When Earth's last picture is painted and the tubes are twisted and dried,
When the oldest colours have faded, and the youngest critic has died,
We shall rest, and, faith, we shall need it -- lie down for an aeon or two,
Till the Master of All Good Workmen shall put us to work anew!
And those that were good shall be happy: they shall sit in a golden chair;
They shall splash at a ten-league canvas with brushes of comets' hair;
They shall find real saints to draw from -- Magdalene, Peter, and Paul;
They shall work for an age at a sitting and never be tired at all!
And only the Master shall praise us, and only the Master shall blame;
And no one shall work for money, and no one shall work for fame,
But each for the joy of the working, and each, in his separate star,
Shall draw the Thing as he sees It for the God of Things as They Are!
I liked that poem, Curt, thanks!
I love it! And, actually, I don't think something like that is an impossible scenario to imagine! More surprising things have happened, especially in art. Maybe it will be located in Bentonville, Arkansas.

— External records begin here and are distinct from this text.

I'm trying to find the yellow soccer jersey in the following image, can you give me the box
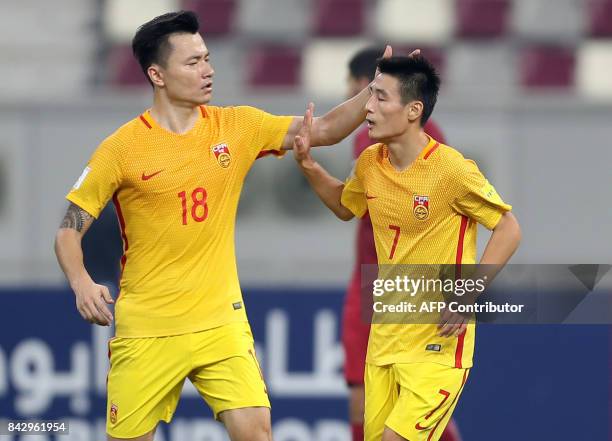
[341,136,512,368]
[67,106,292,337]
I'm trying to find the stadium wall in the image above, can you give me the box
[0,288,609,441]
[0,95,611,286]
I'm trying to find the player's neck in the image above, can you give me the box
[387,129,429,171]
[150,95,201,135]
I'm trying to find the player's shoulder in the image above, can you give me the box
[207,105,264,119]
[204,105,270,130]
[436,144,467,163]
[435,144,481,178]
[99,116,143,151]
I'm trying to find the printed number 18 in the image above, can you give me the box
[178,187,208,225]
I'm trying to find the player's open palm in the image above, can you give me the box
[74,279,114,326]
[293,102,315,168]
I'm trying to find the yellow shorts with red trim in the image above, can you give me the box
[364,362,469,441]
[106,321,268,438]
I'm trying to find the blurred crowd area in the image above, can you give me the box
[2,0,612,99]
[1,0,612,286]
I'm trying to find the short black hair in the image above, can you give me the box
[132,11,199,86]
[348,47,384,82]
[377,55,440,126]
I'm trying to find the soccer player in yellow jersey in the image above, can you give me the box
[293,56,521,441]
[54,11,389,441]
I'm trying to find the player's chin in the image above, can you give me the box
[368,127,383,142]
[193,89,212,105]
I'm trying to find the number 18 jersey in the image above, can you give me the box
[66,106,292,337]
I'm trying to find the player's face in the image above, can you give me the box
[157,32,214,105]
[365,74,414,142]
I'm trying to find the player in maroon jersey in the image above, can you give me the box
[342,47,462,441]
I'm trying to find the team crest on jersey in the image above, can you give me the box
[413,195,430,220]
[110,403,118,424]
[212,142,231,168]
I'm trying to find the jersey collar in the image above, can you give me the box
[418,135,440,160]
[138,106,208,135]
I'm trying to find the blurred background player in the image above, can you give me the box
[293,55,521,441]
[343,47,461,441]
[54,10,387,441]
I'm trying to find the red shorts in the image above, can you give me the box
[342,275,371,385]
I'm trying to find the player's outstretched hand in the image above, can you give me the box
[374,46,420,79]
[374,45,393,79]
[293,102,315,168]
[73,279,114,326]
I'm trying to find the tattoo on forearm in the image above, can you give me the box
[60,203,93,232]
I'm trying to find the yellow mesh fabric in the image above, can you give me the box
[342,137,511,368]
[67,106,292,337]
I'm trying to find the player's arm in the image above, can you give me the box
[479,211,521,266]
[439,211,521,337]
[293,103,354,221]
[283,83,372,148]
[439,166,521,336]
[55,203,114,326]
[281,46,402,149]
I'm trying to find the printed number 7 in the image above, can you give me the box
[389,225,400,259]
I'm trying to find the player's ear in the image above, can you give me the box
[406,100,423,124]
[148,64,165,88]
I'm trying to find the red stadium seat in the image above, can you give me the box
[183,0,236,36]
[588,0,612,37]
[456,0,510,38]
[108,45,148,87]
[248,46,302,87]
[520,47,576,88]
[314,0,365,36]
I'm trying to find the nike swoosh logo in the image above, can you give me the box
[366,193,377,200]
[415,422,428,431]
[141,170,164,181]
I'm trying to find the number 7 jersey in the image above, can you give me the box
[341,137,512,368]
[66,106,292,337]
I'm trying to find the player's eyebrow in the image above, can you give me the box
[185,51,210,61]
[371,85,388,98]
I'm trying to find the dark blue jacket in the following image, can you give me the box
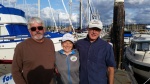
[75,36,116,84]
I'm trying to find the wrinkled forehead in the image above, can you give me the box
[28,21,43,29]
[30,22,42,26]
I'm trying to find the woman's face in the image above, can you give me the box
[61,40,73,53]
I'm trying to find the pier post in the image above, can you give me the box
[112,0,125,69]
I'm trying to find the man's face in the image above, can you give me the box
[29,22,45,42]
[88,28,101,42]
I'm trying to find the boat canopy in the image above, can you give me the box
[0,4,25,17]
[124,31,132,37]
[6,24,30,36]
[0,4,27,24]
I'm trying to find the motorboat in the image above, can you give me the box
[0,4,29,77]
[124,34,150,80]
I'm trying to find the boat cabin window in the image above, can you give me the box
[130,43,136,50]
[137,43,149,51]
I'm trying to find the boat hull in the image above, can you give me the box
[0,73,15,84]
[125,54,150,80]
[132,66,150,80]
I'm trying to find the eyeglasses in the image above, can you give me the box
[30,26,44,31]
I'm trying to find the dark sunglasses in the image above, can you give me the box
[30,26,44,31]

Originally Posted by Erik Petersson
Oh, that won't be for a while yet. What I'm doing is to strip them apart, one process at a time (right now, it's Salt Printing)... collate, translate, and rediscover these things from the 1860s and before. Nineteenth century science writing is dense, verbose (it takes a full page for them to describe coating by floating) and sometimes wrong (Cyanide is called an element... and the terms "atom" and "molecule" are thrown around interchangeably).
Originally Posted by dwross
I'm hoping to parlay this into a Master's Thesis though.
Very exciting! Best of luck. It will be a significant contribution.